In 1909 he represented the Northern Tasmania Cricket Association in Launceston.

===South Australia===
He played cricket for the North Adelaide Cricket Club from 1912 to 1915.

==Boer War==
He enlisted in the 6th Battalion, Australian Commonwealth Horse, for service in South Africa, in the Second Boer War in April 1902. The war ended on 31 May 1902, while Woolley and his comrades were still en route to South Africa.

==Physical culture instructor==
In 1911 he was appointed as an Assistant Instructor in the Tasmanian Physical Training Branch of the junior cadets.

In 1912, he moved to South Australia; and in March 1913 he was provisionally appointed as "Honorary Lieutenant H. T. Woolley", of the "Instructional Staff", of the "Physical Training" section of the "Military Forces of the Commonwealth". He resigned his commission in March 1917.

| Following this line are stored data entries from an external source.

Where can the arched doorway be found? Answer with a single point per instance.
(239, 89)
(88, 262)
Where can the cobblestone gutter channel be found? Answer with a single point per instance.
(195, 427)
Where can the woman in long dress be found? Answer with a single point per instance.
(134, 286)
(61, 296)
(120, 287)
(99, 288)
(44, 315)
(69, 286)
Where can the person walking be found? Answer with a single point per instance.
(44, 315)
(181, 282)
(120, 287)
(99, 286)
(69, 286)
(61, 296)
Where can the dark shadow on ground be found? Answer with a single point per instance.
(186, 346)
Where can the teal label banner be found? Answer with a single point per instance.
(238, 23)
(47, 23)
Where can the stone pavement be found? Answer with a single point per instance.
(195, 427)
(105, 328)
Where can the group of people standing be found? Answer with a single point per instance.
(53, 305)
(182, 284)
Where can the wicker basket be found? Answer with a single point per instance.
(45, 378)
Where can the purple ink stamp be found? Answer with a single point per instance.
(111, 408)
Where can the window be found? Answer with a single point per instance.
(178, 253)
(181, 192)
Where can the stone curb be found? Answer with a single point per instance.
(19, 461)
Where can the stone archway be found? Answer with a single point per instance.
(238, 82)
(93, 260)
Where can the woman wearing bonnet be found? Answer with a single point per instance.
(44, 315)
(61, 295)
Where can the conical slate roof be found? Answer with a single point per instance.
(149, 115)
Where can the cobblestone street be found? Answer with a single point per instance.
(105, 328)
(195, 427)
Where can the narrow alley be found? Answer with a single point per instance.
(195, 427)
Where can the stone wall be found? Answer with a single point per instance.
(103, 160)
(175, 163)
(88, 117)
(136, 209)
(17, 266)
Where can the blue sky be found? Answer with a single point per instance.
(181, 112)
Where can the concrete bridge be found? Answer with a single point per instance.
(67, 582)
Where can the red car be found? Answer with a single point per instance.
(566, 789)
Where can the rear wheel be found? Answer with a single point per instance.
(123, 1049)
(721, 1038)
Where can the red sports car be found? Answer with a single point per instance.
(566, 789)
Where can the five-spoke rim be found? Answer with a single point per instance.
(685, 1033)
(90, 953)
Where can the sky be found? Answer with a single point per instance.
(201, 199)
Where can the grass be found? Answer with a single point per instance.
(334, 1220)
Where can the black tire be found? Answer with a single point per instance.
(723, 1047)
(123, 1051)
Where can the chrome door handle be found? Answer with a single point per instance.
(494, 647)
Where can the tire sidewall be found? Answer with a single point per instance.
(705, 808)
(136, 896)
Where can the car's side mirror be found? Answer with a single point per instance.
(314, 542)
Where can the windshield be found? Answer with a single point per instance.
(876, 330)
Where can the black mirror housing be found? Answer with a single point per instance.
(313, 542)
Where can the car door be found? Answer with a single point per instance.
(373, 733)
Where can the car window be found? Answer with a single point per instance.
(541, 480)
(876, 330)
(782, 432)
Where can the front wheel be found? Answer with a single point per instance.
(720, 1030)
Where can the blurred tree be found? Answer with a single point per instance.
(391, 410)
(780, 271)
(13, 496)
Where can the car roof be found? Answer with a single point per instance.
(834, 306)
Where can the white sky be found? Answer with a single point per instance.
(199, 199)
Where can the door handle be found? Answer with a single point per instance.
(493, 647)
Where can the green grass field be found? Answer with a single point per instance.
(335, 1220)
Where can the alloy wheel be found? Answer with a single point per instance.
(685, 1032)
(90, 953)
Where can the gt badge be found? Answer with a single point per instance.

He often lectured on fitness matters.

On moving his Institute of Physical Culture from Launceston to Sydney in 1917, he represented his service as follows: "Last 5½ years Commonwealth Staff Officer of Physical Training".

==Death==
He died in Sydney on 3 February 1946, having collapsed at the bowling green in Birrell Street, Waverley, while playing lawn bowls for the City Bowling Club.